Joy of Fishing Hanging scroll, ink and color on silk, with one collector's seal at the lower left. 69 1/2 x 38in (176.5 x 95.5cm)
Sold for
US$ 12,500
inc. premium
Footnotes
佚名 漁家樂 設色絹本 立軸 十七/十八世紀
Provenance: private collection, San Francisco
This large-scale painting continues the tradition of paintings that depict the pleasures of fishing, most notably those by Dai Jin (1388-1462) and Wu Wei (1459-1508). Unlike the works of those two Ming Masters, who often used swift strokes of the brush to convey the carefree, almost bucolic life of the fisherman as envisioned by scholar-gentlemen, this work utilizes meticulous brushwork to paint a detailed, illusionistic scene of fisherman families at work and at leisure. The summer landscape is lush with trees and lichen-covered rocks, painted in the manner of the archaistic blue-green style.
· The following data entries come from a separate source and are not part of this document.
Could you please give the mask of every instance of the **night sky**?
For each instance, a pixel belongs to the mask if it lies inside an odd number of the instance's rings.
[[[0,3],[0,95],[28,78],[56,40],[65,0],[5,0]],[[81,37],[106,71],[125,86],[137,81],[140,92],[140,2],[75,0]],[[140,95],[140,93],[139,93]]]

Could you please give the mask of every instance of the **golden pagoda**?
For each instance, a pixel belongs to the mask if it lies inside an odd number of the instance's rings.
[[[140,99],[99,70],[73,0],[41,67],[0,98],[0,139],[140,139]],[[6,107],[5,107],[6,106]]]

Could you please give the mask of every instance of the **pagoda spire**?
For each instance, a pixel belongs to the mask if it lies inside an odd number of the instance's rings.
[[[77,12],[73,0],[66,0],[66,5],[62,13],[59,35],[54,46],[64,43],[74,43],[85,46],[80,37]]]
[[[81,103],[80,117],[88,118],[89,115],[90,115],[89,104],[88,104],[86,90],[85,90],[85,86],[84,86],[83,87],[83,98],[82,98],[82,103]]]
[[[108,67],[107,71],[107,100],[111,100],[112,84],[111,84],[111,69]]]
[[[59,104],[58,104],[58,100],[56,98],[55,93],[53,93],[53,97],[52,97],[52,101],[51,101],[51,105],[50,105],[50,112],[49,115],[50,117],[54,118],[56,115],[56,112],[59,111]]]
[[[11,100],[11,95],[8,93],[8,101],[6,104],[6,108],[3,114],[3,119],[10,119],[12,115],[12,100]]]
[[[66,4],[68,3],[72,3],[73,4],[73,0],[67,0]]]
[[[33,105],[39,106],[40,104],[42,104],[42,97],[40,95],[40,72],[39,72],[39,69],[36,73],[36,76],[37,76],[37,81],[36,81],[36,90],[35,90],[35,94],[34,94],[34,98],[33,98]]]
Fishermen and their families, whether hard at work netting their catch or enjoying a meal on their moored boats, are depicted with fine ink outlines filled in with colors. A lone scholar is shown at the lower left, seated on a boat with an open book at his knee and a ready cup of wine within reach, observing the fishermen at work. All combine to show a richly-detailed scene full of activity.